To start, problem driven iterative analysis (PDIA) with hypothesis testing is a better programming model for these dynamic implementation problems than logic frames. Setting firm outcome goals while leaving activities (and, crucially, funding streams) flexible, then constantly testing what works, allows for more impactful work.
But we can do more than just “be flexible”. Development agencies can anticipate the punctuated reform/counter-reform rhythm of policy change by planning in advance for multiple battles.
For instance, programs can focus less on whether the outcome was achieved in a set period, and more on the process of building coalitions of reformers locally who will carry on the fight even after the initial reform has been achieved. Evaluation can rank how strong and sustainable the long-term, broad coalition and/or elite influencer group is, as much as the outcome itself.

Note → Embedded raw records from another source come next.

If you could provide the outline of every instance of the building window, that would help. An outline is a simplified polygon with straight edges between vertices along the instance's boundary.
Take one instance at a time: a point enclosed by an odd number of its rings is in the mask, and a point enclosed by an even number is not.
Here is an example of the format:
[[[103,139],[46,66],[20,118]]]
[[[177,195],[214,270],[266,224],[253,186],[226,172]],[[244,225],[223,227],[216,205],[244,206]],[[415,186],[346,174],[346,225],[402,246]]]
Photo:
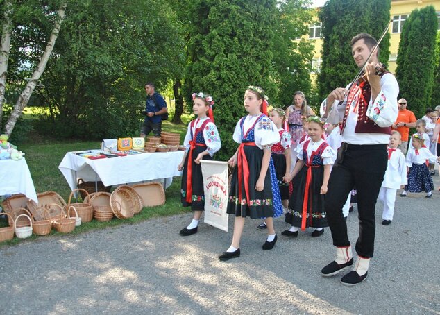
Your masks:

Second, instead of ending grants when a reform is achieved, funding should continue to help reform groups stay together. That way, there will be organized constituencies who can fight back when opposition rallies to undermine the initial reform.
Similarly, they can plan for windows of opportunity before they open, by funding preliminary work so that policy ideas and an organized group of vocal, powerful, politically-savvy supporters are ready to go when the moment arises.
Complexity theory also tells us what kinds of outcomes can yield the greatest impact. Programs should aim to alter the “rules of the game” or the incentive systems that shape and constrain a system. Changing a single policy is like throwing a rock in the middle of a stream – it makes a big splash, but the stream returns to normal. Changing incentive systems is like moving rocks along the water’s edge – each one doesn’t make much difference, but move enough rocks and the stream flows in an entirely different direction.
So, for instance, to alter a political outcome, it makes sense to focus on changing who gets to vote, how votes are aggregated for representation, and how campaigns are financed – the structural constraints in all democracies. To affect the culture of a profession, changes to hiring, promotion, and firing standards, or professional accreditation standards and processes will bring about the deepest change.
And in nearly all cases, reforms that enable local people to organize, increase transparency and public voice in policy, reduce violence against reformers, and increase avenues to power can yield systemic change that allow reformers to carry on after outside funding ceases.
Political and policy reform is not just complicated – it is a fundamentally different kind of problem than those tackled by our current design and evaluation processes. But we can do better than just leaving it to the gods of “political will”. Now the challenge is to reform ourselves.